Cestero intercala unos diálogos especialmente sabrosos, entablados entre las matronas, que comadrean mientras observan las incidencias del baile:
“—¡Mira a Fulanita, qué lujo! Después serán los dolores de cabeza y los cobros, si el papá no tiene en qué caerse muerto.
—¿Y esta princesa? Pues si es fulanita, ¡quién se lo había de decir a su abuela, yo que la conocí de cocinera!
—¿Y aquella mulatica, tan apurada, de dónde ha salido?
—No niña, es quima pa sol.
—¿Cómo?
—Que está quemada por el sol.
—Y Zutanita, qué hermosa y bien puesta. No hay que negárselo, la pobre.

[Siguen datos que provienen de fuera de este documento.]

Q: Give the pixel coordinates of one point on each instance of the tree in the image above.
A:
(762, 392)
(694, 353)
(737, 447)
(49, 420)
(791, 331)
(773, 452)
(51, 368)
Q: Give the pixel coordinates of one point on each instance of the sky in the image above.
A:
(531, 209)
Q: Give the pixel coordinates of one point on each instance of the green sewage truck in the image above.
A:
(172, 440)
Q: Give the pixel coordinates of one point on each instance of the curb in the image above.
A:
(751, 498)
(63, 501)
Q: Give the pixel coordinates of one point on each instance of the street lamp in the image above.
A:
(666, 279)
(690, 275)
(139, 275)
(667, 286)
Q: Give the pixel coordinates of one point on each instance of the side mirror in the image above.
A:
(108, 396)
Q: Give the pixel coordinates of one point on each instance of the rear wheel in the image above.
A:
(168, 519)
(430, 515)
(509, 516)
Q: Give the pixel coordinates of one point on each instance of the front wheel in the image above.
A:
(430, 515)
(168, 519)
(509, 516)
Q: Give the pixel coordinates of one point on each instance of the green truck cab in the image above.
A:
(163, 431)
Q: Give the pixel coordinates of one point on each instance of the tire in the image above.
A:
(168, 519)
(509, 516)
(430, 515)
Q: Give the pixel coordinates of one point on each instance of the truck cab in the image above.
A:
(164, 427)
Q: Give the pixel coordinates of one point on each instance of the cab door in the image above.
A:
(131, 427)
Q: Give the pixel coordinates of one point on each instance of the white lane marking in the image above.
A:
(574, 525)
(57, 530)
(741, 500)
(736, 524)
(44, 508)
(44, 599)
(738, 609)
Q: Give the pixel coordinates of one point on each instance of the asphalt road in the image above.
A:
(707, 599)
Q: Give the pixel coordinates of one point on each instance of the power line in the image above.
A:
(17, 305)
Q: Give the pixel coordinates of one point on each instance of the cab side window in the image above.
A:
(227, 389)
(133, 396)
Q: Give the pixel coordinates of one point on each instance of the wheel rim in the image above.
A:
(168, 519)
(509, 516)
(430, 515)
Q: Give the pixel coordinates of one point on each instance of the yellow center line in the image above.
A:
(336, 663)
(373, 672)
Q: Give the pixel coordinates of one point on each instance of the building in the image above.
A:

—Pero se está quedando, ya anda cerca de los treinta. No sé qué piensan los jóvenes.
—Chica, pero si ha tenido tantos novios. Ahora la cargan con un ministro casado. Yo no lo creo, ¡qué va! Pero la gente es muy mala y cuando el río suena...
—¡Ave María Purísima!
—¿Qué te sucede?
—No ves esa, de azul marino, que está en aquél rincón?
—Si, y...
—Pues que no es casada, y se atreve a presentarse aquí.
—Te equivocas, se casó hace dos semanas en intimidad, para poder acompañar las hijas a los bailes. Es muy buena.
—En mi tiempo no se veían estas confusiones. Cada oveja andaba con su pareja: pero ya se ve, hoy todo está revuelto, ni sociedad, ni religión: lujo y nada más.
—Mira al negrito cubaneándose con...!y el tío expulso! Fíjate con qué dulzura le habla él, y ella le pone los ojos en blanco. ¡Qué mujeres, Dios mío!
—Le está pidiendo un salvoconducto para el tío.
—No seas tonta..., una aduana para el padre.”
Aparte del vals, se bailó en dicha fiesta de disfraces la cuadrilla y el carabiné. La descripción de la primera danza –en cuya ejecución toma parte Lilís, de quien Cestero afirma que no hay en la fiesta quien le supere en cortesía, bailando “con decencia sin arrimarse a las damas”- contiene detalles coreográficos interesantes. Veámosla.
“!La cuadrilla!, ¡la cuadrilla!, claman voces. En los tres salones se organizan sendas tandas. En varias sesiones ha sido esmeradamente ensayada. La tanda presidencial elige por escena el segundo salón, favorecido por mayor número de espectadores. El Presidente, ceremonioso, baila con garbo. Cuando avanza solo, luce su marcial apostura; no pierde un compás, sonríe a las lisonjas cortesanas murmuradas con un rictus que le contrae los labios bezudos, enseñando los dientes, fuertes y blancos...Con el ademán felino que le es familiar sécase frente y nuca sudorosa. Las damas saludan, se contonean con gentileza; los caballeros se mueven mecánicamente, temerosos de equivocarse. Al final de cada figura, las parejas de la cabecera indican la próxima, suscitando discusiones rápidas, pues un error es un delito. En la Poulé, el golpe de un cuerpo contra el pavimento interrumpe la danza. Carlos V se ha desplomado, y junto a él ríe su compañera, deliciosa pastora de Watteau.” Y así, al son de la moda francesa, se solazaba danzando la élite capitalina en la Era de Lilís.